The people who first defined the terms used in programming languages were largely academics, and so probably had a more positive and familiar association with the word "library" than you seem to. I would suggest the association such folk would have with library, rather than "a big ugly building full of books" might be something like "a collection of works which allows us to gain from the knowledge and wisdom of others, and use it to progress yet further". But that's just the romantic in me...
For me it seems like an obvious analogy: a library refers as much to the collection as it does to the building itself.
For example:
Cambridge:
a collection or set of books or other things, all produced in the same style or about the same subject:
Dictionary.com:
a collection of manuscripts, publications, and other materials for reading, viewing, listening, study, or reference.
Merriam Webster:
a : place in which literary, musical, artistic, or reference materials (as books, manuscripts, recordings, or films) are kept for use but not for sale
b : a collection of such materials
For this reason the use of library in the context of a music library on an mp3 player has never scanned as odd to me either.
So what is a library in computing?
According to wikipedia, a library is a collection of configuration data, documentation, help data, message templates, pre-written code and subroutines, classes, values or type specifications. That seems like a good definition to me.
Generally the pre-written code and classes are the most important parts of that, and classes essentially boil down to pre-written code containing class definitions. What happens when I use a library in my code? The compiler/interpreter reads your code, and where you include a function from the library, it references the text of that function and executes it in your code.
Since this isn't stackoverflow, I'll use a simple pseudo-code example
-----------------------------------
##include Arithmetic_library
x = 2
y = 4
z = AVERAGE( x , y )
PRINT z
-----------------------------------
Output=3
This AVERAGE function refers to a library, which contains a function as follows:
FUNCTION AVERAGE(arguments)
total = SUM(arguments)
count = COUNT(arguments)
answer = total / count
return answer
So what does the interpreter do upon reading my code? It reads from the library. I would argue a library is a better analogy than the alternatives you provided for that reason: a library contains materials (whether books or films or audio etc.) to be referenced, and the information inside them used constructively and creatively. That is exactly what a library is in coding.
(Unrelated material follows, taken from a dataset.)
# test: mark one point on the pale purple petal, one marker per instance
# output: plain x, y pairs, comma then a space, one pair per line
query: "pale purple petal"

As to your proposed alternatives? A warehouse is a collection of things for storage. A factory is something that produces a limited number of well defined things (more like a subroutine if you want a coding analogy). A helper, assistant or supporter don't fit either, they imply an intelligent entity which offers you advice, a library doesn't do this, in fact it doesn't do anything, it merely is, and allows you to reference or use its materials as you please.
Another analogy that might work for instead of "library" is perhaps a "toolbox", and indeed many programming manuals informally refer to libraries as such. As to why library has taken off as the accepted term? The fact that a computing library is, at the end of the day, a large collection of useful written text rather than of physical objects, lending itself to the use of the term "library" rather nicely.